Nadella told analysts on the call that the company also wants to lead in products that will take time to reach mainstream adoption, including Mesh and HoloLens devices for mixed and augmented reality. Microsoft recently landed a massive contract from the U.S. Army to produce headsets based on the HoloLens 2.

“Whether it‘s on the hybrid infrastructure or the multi-cloud, multi-edge world, which, I believe, is going to be the world 10 years from now, we are very well positioned.”

Nadella hinted at more investments in Microsoft technology suited for the health care space. “When I think about the provider market, in particular, digital tech is going to play a huge role for every provider to do the things that they care the most about, which is improve the patient outcomes and reduce cost and reduce the burden on the physicians,” he said. “So that‘s where the Nuance acquisition is a great fit for us.”

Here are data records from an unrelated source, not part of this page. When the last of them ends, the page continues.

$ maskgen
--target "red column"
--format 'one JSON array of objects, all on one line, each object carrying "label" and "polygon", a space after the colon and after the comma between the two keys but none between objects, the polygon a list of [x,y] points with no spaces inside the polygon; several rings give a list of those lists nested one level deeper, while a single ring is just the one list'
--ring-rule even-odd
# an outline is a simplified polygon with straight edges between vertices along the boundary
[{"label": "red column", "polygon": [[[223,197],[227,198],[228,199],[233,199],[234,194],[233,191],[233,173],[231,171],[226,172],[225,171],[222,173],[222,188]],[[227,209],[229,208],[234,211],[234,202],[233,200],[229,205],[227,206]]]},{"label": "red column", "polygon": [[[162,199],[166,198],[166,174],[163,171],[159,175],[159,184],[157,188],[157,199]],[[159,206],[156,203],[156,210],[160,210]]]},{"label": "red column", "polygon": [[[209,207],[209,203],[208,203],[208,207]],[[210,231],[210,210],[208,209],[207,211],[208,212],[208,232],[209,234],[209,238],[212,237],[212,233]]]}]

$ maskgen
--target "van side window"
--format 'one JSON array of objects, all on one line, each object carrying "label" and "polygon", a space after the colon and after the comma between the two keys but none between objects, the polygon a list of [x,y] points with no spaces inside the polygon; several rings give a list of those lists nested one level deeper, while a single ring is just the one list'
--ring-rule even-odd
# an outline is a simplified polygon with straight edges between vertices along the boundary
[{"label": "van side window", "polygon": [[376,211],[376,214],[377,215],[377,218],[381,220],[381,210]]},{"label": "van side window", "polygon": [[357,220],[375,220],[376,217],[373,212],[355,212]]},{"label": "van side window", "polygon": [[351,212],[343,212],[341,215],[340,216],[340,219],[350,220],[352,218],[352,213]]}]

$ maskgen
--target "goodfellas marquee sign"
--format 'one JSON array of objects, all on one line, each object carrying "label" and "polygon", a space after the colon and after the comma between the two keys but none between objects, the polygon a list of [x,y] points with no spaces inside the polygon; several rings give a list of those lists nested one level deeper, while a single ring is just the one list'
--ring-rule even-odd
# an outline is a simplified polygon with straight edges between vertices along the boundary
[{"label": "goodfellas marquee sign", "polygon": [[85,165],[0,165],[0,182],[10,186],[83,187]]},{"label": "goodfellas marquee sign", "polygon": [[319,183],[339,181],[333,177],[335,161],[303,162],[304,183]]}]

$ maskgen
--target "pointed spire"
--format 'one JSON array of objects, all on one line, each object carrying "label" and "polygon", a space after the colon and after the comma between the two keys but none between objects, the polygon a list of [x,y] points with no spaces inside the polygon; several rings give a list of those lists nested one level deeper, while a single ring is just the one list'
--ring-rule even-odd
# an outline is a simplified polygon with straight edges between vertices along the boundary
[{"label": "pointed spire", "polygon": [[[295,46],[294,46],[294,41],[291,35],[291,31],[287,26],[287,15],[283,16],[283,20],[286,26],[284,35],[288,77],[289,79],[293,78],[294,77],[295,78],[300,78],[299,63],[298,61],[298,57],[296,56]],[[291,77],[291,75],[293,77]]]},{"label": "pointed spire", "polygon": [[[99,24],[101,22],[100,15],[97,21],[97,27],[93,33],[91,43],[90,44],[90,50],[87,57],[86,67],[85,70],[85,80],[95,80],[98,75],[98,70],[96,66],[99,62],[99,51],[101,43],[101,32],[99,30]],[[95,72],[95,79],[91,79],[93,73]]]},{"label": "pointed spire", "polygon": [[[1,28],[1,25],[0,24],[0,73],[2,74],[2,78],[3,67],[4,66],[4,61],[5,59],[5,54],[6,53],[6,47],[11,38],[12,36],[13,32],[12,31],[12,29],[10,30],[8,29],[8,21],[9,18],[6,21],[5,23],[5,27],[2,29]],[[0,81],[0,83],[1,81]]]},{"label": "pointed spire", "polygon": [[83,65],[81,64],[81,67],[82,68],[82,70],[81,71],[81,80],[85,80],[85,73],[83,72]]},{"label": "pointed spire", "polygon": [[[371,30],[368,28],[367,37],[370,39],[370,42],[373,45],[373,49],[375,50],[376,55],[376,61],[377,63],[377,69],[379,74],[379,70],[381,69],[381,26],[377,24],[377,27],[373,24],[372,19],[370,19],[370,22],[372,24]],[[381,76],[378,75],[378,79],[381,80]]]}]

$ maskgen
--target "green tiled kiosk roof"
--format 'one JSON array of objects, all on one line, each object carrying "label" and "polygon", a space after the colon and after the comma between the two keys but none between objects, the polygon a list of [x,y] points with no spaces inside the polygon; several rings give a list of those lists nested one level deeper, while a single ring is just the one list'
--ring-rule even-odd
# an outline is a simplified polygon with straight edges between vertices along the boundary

In the meantime, CFO Amy Hood gave analysts expectations for next quarter. The tech giant expects revenue between US$13.8 billion and US$14.05 billion in productivity and business processes, with growth driven in Office Commercial by Office 365 seat growth and upsell opportunity to E5. Microsoft expects revenue to decline between 17 and 19 percent in its on-premises business next quarter due to consumer shifts to the cloud.

LinkedIn growth is expected in the mid-30 percent range due to the improving job markets. And Dynamics 365 will drive similar growth in Dynamics.